InnerSource is a rapidly growing term used to describe proprietary software parts developed internally following practices and processes typically used in open source development. This means everyone in an organization has access to development artifacts, code and documentation. Teams are encouraged to use and contribute to these components as part of the application development lifecycle to save time, prevent rework, and build better software. 

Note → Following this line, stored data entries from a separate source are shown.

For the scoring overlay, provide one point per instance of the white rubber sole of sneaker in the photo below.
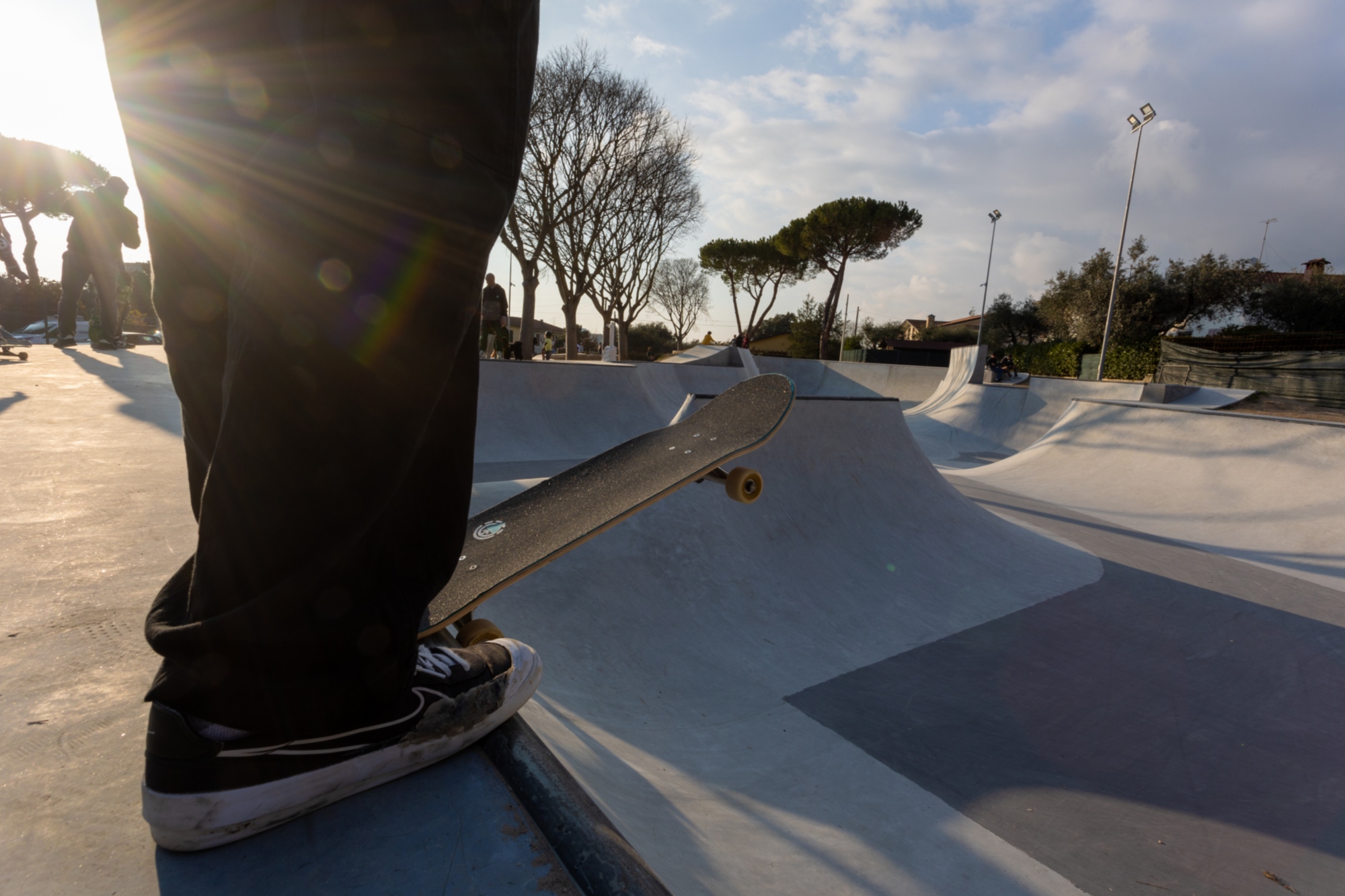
(190, 822)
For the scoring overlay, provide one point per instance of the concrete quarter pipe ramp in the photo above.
(1264, 490)
(861, 684)
(675, 641)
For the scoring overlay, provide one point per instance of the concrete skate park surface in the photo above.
(870, 681)
(1141, 724)
(93, 518)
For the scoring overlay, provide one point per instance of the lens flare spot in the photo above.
(377, 25)
(248, 93)
(201, 304)
(336, 147)
(446, 151)
(298, 331)
(336, 275)
(371, 309)
(190, 61)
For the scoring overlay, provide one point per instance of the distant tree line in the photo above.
(827, 240)
(1153, 300)
(607, 189)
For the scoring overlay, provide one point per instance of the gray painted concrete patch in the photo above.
(1178, 724)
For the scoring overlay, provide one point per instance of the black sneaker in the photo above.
(201, 792)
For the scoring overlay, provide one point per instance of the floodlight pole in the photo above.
(985, 292)
(1266, 233)
(1139, 127)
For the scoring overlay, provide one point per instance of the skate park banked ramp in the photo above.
(968, 423)
(675, 642)
(540, 419)
(861, 684)
(1265, 490)
(1065, 741)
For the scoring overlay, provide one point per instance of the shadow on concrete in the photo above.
(1137, 690)
(142, 378)
(450, 829)
(6, 404)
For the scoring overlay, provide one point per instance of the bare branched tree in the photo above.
(681, 295)
(654, 204)
(606, 190)
(558, 166)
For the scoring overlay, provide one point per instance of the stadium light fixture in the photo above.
(1137, 128)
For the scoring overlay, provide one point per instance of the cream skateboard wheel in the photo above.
(743, 485)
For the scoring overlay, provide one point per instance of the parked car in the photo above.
(36, 330)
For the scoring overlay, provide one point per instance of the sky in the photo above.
(956, 108)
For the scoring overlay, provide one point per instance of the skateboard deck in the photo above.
(520, 536)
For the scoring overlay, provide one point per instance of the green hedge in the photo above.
(1125, 361)
(1050, 358)
(1132, 361)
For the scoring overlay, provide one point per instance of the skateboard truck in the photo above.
(475, 631)
(742, 483)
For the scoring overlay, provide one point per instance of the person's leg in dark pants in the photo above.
(75, 275)
(346, 171)
(104, 272)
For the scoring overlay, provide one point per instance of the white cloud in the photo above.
(649, 48)
(606, 14)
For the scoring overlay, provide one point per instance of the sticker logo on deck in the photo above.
(489, 530)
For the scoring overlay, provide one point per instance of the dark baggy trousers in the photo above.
(76, 270)
(323, 182)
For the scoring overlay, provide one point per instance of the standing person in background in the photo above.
(103, 225)
(11, 264)
(494, 315)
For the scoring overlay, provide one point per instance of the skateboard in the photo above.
(9, 341)
(520, 536)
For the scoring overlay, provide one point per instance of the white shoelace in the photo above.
(439, 661)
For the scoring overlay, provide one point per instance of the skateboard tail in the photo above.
(595, 475)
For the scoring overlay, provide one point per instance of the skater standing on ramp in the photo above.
(322, 189)
(496, 314)
(102, 227)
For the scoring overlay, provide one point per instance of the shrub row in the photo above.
(1062, 358)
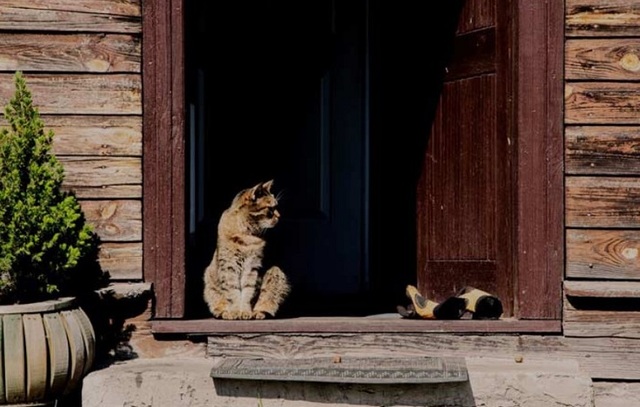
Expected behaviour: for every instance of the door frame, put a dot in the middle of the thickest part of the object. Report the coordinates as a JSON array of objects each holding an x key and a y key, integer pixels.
[{"x": 539, "y": 229}]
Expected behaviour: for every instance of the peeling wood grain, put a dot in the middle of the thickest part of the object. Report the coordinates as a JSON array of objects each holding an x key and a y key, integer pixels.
[
  {"x": 116, "y": 220},
  {"x": 94, "y": 135},
  {"x": 602, "y": 103},
  {"x": 123, "y": 261},
  {"x": 103, "y": 177},
  {"x": 592, "y": 324},
  {"x": 601, "y": 358},
  {"x": 602, "y": 59},
  {"x": 616, "y": 394},
  {"x": 602, "y": 202},
  {"x": 80, "y": 94},
  {"x": 613, "y": 18},
  {"x": 70, "y": 53},
  {"x": 79, "y": 15},
  {"x": 603, "y": 254},
  {"x": 607, "y": 150},
  {"x": 602, "y": 289}
]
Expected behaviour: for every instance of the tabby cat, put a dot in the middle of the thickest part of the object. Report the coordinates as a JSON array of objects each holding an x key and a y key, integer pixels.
[{"x": 234, "y": 288}]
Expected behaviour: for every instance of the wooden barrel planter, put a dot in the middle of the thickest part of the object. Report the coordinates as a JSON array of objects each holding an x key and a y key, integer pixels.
[{"x": 46, "y": 349}]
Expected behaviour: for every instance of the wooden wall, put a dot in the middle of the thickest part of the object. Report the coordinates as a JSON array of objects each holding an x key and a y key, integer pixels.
[
  {"x": 82, "y": 62},
  {"x": 602, "y": 174}
]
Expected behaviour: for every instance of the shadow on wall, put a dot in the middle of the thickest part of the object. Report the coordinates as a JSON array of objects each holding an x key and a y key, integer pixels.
[{"x": 438, "y": 394}]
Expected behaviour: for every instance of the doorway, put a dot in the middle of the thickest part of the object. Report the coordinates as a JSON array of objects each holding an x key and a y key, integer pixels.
[{"x": 334, "y": 104}]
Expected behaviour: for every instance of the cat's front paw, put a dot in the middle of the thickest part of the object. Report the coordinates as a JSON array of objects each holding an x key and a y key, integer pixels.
[
  {"x": 230, "y": 315},
  {"x": 259, "y": 315}
]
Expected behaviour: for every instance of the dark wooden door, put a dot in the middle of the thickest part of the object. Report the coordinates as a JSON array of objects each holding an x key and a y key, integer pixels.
[{"x": 465, "y": 195}]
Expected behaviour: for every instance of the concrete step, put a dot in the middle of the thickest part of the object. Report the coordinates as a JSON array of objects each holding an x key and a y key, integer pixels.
[{"x": 180, "y": 382}]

“Over the past 15 years that we’ve been helping engineering teams understand, manage, and protect their software supply chains, organizations have come to understand the inherent risks of using open source software and the need to monitor it,” said Brian Fox, co-founder and CTO of Sonatype. “What’s less known is that increasingly, dangerous open source components slip into applications through these shared internal components called InnerSource. We’re helping organizations remove that risk by making it possible for developers to manage InnerSource components the same way they manage open source.” 

InnerSource components are utilizing, in some occasions, hundreds of other open source and InnerSource components that often have company policy violations that are difficult to trace and to remediate. Sonatype’s InnerSource Insight, previously available in beta, but now open to all customers of Sonatype’s Nexus Lifecycle, helps developers and security teams: 

  • Decrease manual rework, by easily identifying InnerSource components and taking action to remediate concerns or company policy violations within their dependencies 
  • Save time by quickly seeing all the different versions of an InnerSource component in an easy-to-read graphic, to then determine the most up to date version you should be using 
  • Effortlessly integrate with CycloneDX, making it possible to track, update and remediate InnerSource components in 120+ tools and languages 

Additional Resources: 

About Sonatype 

Sonatype is the software supply chain management company. We empower developers and security professionals with intelligent tools to innovate more securely at scale. Our platform addresses every element of an organization’s entire software development life cycle, including third-party open source code, first-party source code, and InnerSource code. Sonatype identifies critical security vulnerabilities and code quality issues and reports results directly to developers when they can most effectively fix them. This helps organizations develop consistently high-quality, secure software which fully meets their business needs and those of their end-customers and partners. More than 2,000 organizations, including 70% of the Fortune 100, and 15 million software developers already rely on our tools and guidance to help them deliver and maintain exceptional and secure software.